REPUBLIKA.CO.ID, JAKARTA -- Komisi Pemberantasan Korupsi (KPK) menetapkan dua jaksa pada Kejaksaan Negeri Yogyakarta dan Kejaksaan Negeri Surakarta sebagai tersangka. Keduanya diduga terlibat dalam kasus suap lelang Proyek pada Dinas Pekerjaan Umum, Perumahan, dan Kawasan Permukiman (PUPKP) Kota Yogyakarta Tahun Anggaran 2019.
Dua Jaksa tersebut, yakni jaksa pada Kejaksaan Negeri Yogyakarta, anggota Tim Pengawalan, Pengamanan Pemerintahan, dan Pembangunan Pusat-Daerah (TP4D) Eka Safitra (ESF) dan jaksa pada Kejaksaan Negeri Surakarta Satriawan Sulaksono (SSL), keduanya ditetapkan sebagai penerima suap. Selain kedua Jaksa tersebut, KPK juga menetapkan Direktur Utama PT Manira Arta Rama Mandiri Gabriella Yuan Ana (GYA) sebagai tersangka pemberi suap.

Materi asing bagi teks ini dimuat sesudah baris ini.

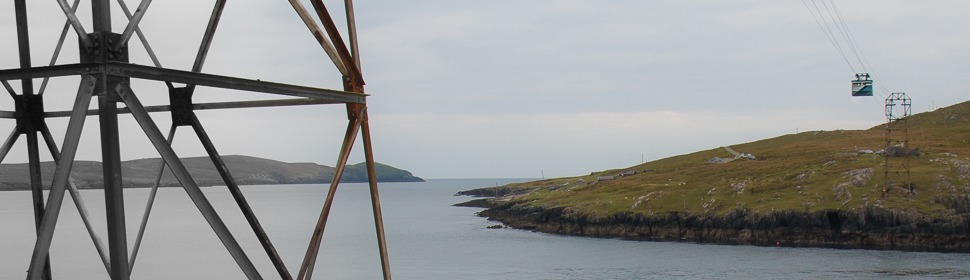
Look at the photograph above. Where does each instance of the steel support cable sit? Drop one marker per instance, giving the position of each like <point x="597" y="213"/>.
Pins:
<point x="59" y="184"/>
<point x="57" y="48"/>
<point x="148" y="205"/>
<point x="839" y="25"/>
<point x="143" y="39"/>
<point x="833" y="38"/>
<point x="182" y="175"/>
<point x="313" y="249"/>
<point x="827" y="32"/>
<point x="848" y="36"/>
<point x="82" y="209"/>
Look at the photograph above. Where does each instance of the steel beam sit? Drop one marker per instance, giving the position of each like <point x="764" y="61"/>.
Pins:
<point x="352" y="31"/>
<point x="182" y="175"/>
<point x="61" y="176"/>
<point x="240" y="198"/>
<point x="133" y="22"/>
<point x="7" y="144"/>
<point x="82" y="208"/>
<point x="51" y="71"/>
<point x="141" y="36"/>
<point x="9" y="88"/>
<point x="375" y="197"/>
<point x="338" y="42"/>
<point x="177" y="76"/>
<point x="57" y="49"/>
<point x="78" y="27"/>
<point x="148" y="205"/>
<point x="313" y="249"/>
<point x="210" y="31"/>
<point x="199" y="106"/>
<point x="318" y="34"/>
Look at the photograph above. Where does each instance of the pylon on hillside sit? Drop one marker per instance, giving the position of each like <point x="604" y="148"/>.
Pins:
<point x="897" y="150"/>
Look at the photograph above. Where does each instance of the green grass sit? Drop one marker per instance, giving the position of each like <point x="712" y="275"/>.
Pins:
<point x="780" y="178"/>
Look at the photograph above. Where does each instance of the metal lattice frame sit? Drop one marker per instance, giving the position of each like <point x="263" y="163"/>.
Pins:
<point x="106" y="73"/>
<point x="898" y="108"/>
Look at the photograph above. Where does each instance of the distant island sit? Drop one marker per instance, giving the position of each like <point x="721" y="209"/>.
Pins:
<point x="814" y="188"/>
<point x="246" y="170"/>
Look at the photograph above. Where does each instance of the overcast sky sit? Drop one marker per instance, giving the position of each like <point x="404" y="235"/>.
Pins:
<point x="488" y="89"/>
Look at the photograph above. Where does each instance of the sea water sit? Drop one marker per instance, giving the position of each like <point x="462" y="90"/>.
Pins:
<point x="427" y="239"/>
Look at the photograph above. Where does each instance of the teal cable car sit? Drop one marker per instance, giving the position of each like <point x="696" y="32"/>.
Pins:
<point x="862" y="85"/>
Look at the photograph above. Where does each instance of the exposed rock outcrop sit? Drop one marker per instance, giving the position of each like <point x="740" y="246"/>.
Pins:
<point x="872" y="227"/>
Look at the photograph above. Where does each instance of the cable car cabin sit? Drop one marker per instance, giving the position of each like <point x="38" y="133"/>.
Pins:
<point x="862" y="85"/>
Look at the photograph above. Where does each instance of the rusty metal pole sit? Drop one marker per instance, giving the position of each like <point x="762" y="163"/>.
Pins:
<point x="309" y="259"/>
<point x="27" y="105"/>
<point x="375" y="197"/>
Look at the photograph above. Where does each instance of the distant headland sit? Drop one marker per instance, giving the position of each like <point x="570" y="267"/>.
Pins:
<point x="814" y="188"/>
<point x="246" y="170"/>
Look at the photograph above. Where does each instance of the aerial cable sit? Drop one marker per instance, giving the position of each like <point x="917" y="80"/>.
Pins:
<point x="847" y="35"/>
<point x="828" y="32"/>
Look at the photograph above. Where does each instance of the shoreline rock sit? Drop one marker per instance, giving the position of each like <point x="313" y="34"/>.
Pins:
<point x="867" y="228"/>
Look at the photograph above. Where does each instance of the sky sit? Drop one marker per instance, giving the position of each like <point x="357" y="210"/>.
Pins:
<point x="526" y="89"/>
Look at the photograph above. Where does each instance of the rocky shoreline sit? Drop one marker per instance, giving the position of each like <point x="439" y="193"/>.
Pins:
<point x="867" y="228"/>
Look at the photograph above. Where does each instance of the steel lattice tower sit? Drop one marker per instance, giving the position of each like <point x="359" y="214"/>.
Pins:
<point x="106" y="73"/>
<point x="897" y="139"/>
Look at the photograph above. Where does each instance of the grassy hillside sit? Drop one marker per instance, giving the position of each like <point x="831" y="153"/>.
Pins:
<point x="813" y="170"/>
<point x="245" y="170"/>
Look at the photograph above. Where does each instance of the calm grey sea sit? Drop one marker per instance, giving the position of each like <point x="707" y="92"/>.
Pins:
<point x="427" y="239"/>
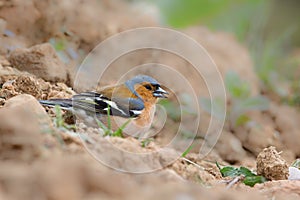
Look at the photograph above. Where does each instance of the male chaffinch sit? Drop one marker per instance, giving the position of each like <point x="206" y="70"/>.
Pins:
<point x="134" y="99"/>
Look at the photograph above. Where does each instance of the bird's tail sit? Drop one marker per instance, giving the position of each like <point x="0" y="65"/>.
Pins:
<point x="63" y="103"/>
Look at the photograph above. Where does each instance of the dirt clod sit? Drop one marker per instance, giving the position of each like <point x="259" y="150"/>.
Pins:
<point x="271" y="165"/>
<point x="40" y="60"/>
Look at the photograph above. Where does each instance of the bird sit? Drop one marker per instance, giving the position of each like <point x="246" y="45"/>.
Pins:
<point x="132" y="102"/>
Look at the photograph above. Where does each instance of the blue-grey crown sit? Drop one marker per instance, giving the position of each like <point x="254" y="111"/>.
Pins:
<point x="140" y="79"/>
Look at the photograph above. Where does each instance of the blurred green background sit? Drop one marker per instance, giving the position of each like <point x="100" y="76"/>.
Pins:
<point x="270" y="29"/>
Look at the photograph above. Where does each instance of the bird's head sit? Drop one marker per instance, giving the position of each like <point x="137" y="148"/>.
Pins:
<point x="146" y="87"/>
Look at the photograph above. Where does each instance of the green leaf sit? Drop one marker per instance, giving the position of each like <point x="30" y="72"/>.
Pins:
<point x="118" y="133"/>
<point x="229" y="171"/>
<point x="252" y="180"/>
<point x="246" y="172"/>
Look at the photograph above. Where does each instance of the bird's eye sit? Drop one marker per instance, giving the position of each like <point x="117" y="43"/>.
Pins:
<point x="148" y="87"/>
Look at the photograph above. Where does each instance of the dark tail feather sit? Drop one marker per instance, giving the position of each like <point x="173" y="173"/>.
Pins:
<point x="63" y="103"/>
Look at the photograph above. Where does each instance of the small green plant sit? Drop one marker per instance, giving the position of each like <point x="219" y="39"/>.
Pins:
<point x="59" y="120"/>
<point x="245" y="174"/>
<point x="108" y="129"/>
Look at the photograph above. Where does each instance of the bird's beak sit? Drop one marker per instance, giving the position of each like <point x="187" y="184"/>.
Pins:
<point x="160" y="93"/>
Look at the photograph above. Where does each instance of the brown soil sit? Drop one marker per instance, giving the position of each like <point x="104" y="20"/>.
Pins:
<point x="40" y="161"/>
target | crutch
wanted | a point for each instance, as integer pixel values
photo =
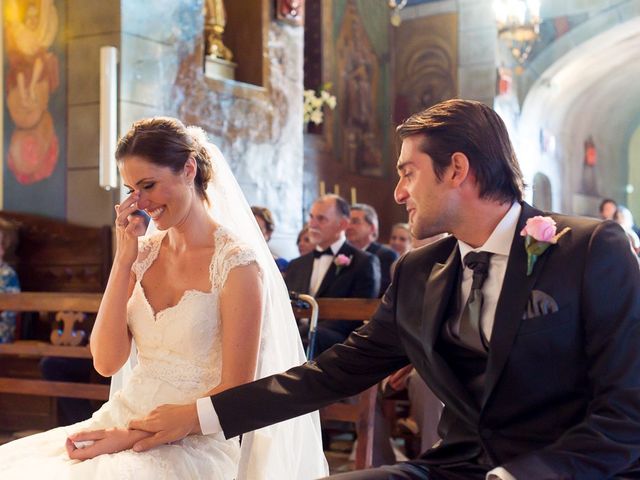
(304, 301)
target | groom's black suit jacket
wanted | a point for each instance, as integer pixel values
(562, 390)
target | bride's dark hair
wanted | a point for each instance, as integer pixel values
(165, 141)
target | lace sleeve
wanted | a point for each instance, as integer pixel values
(236, 255)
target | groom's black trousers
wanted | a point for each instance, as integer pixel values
(417, 470)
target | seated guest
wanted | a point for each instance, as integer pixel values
(624, 217)
(304, 243)
(8, 278)
(64, 369)
(362, 233)
(335, 268)
(400, 239)
(264, 217)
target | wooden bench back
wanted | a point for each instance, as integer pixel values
(50, 302)
(362, 413)
(57, 256)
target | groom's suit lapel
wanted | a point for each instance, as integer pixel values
(516, 289)
(440, 287)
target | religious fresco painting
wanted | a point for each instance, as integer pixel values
(360, 71)
(426, 63)
(35, 106)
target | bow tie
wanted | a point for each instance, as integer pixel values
(318, 253)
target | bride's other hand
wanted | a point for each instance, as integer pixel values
(128, 229)
(104, 441)
(167, 423)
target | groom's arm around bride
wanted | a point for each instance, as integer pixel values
(536, 359)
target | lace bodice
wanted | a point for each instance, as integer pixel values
(179, 347)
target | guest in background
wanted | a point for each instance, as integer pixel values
(625, 218)
(264, 217)
(65, 369)
(400, 239)
(608, 208)
(362, 233)
(334, 269)
(8, 278)
(304, 242)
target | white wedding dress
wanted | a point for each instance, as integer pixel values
(179, 360)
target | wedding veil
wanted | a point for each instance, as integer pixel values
(289, 449)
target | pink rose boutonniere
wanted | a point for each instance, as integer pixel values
(540, 233)
(341, 261)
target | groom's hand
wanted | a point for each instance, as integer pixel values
(167, 423)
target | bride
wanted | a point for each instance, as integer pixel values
(208, 310)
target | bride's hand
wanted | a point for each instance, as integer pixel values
(128, 228)
(104, 441)
(166, 423)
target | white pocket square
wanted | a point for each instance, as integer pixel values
(539, 303)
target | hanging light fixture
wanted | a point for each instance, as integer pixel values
(518, 25)
(396, 6)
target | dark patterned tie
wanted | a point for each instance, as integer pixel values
(319, 253)
(471, 321)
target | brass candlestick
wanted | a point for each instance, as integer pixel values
(215, 22)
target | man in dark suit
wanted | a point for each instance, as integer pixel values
(321, 273)
(536, 360)
(362, 233)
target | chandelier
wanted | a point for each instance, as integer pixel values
(518, 25)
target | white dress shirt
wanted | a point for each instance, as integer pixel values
(321, 265)
(498, 243)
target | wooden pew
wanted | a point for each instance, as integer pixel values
(361, 413)
(49, 302)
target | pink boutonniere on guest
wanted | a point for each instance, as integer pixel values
(540, 233)
(341, 261)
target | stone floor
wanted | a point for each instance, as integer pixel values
(337, 456)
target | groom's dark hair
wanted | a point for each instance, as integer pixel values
(477, 131)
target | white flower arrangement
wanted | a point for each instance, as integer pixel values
(313, 103)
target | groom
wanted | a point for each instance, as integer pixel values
(539, 369)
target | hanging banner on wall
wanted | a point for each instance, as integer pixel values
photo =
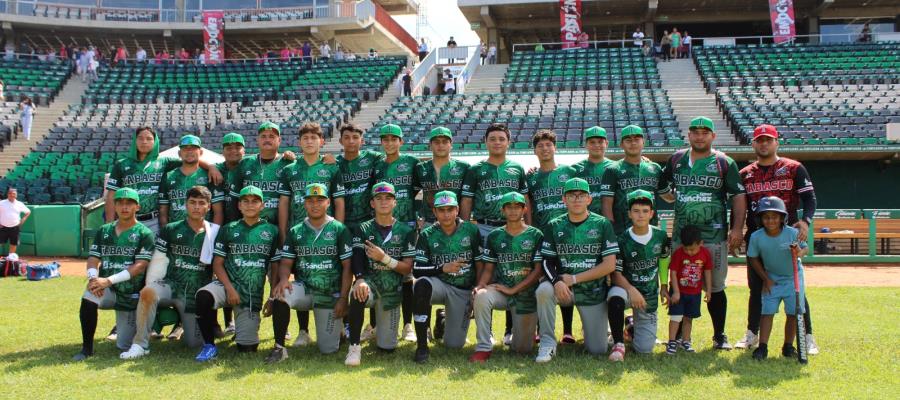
(782, 15)
(214, 36)
(569, 22)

Penetapan ini setelah KPK melakukan gelar perkara dari operasi tangkap tangan yang dilakukan pada Senin (19/8) kemarin. "Setelah melakukan pemeriksaan awal sebagaimana diatur dalam KUHAP, dilanjutkan dengan gelar perkara, dalam batas waktu 24 jam, KPK meningkatkan status penanganan perkara ke penyidikan dan menetapkan tiga orang sebagai tersangka," kata Wakil Ketua KPK Alexander Marwata di Gedung KPK Jakarta, Selasa (20/8).
Alexander menuturkan, dugaan suap berawal dari rencana lelang pekerjaan rehabilitasi saluran air hujan di Jalan Supomo Yogyakarta, dengan pagu anggaran sebesar 10,89 miliar oleh Dinas PUPKP Kota Yogyakarta. Proyek infrastruktur tersebut dikawal oleh tim TP4D dari Kejaksaan Negeri Yogyakarta dan salah satu anggota Tim TP4D ini adalah Eka.
Penyidik menduga Eka dikenalkan oleh Gabriella melalui Satriawan. Adapun, pemberian suap diduga terjadi sebanyak 3 kali,.
Pertama pada 16 April 2019 sebesar Rp 10 juta. Kedua pada 15 Juni 2019 sebesar Rp 100.870.000,- yang merupakan realisasi dari 1,5 persen dari total komitmen fee secara keseluruhan.
Pada 19 Agustus 2019 sebesar Rp110.870.000 atau 1,5 persen dari nilai proyek yang juga bagian dari tahapan memenuhi realisasi komitmen fee secara keseluruhan. "Sedangkan sisa fee 2 persen, direncanakan akan diberikan setelah pencairan uang muka pada minggu keempat bulan Agustus 2019," terang Alexander.
KPK, lanjut Alexander, sangat kecewa ketika pihak yang seharusnya melaksanakan tugas mencegah penyimpangan terjadi untuk mendukung pembangunan di daerah justru menyalahgunakan posisi dan kewenangannya sebagai Tim TP4D. Alexander menambahkan, KPK memahami pembentukan TP4D oleh Jaksa Agung merupakan upaya menyelesaikan lambannya penyerapan anggaran.
Ia menjelaskan Jaksa Agung merespons arahan Presiden yang menyinggung tentang lambannya penyerapan anggaran karena para kepala daerah takut mengambil kebijakan apabila pidana. "Sehingga sangat disayangkan peran pegawasan ini malah menjadi lahan memperkaya diri sendiri dan pihak lain oknum tertentu," tutur Alexander.
Atas perbuatannya, sebagai pihak yang diduga penerima, ESF dan SSL disangkakan melanggar Pasal 12 huruf a atau huruf b atau Pasal 11 Undang-Undang Nomor 31 Tahun 1999 sebagaimana telah diubah dengan Undang-Undang Nomor 20 Tahun 2001 tentang Pemberantasan Tindak Pidana Korupsi jo Pasal 55 ayat (1) ke-1 KUHP. Sementara itu Gabriella sebagai pihak pemberi disangkakan melanggar pasal disangkakan melanggar pasal 5 ayat (1) huruf a atau huruf b atau Pasal 13 Undang-Undang Nomor 31 Tahun 1999 sebagaimana telah diubah dengan Undang-Undang Nomor 20 Tahun 2001 tentang Pemberantasan Tindak Pidana Korupsi.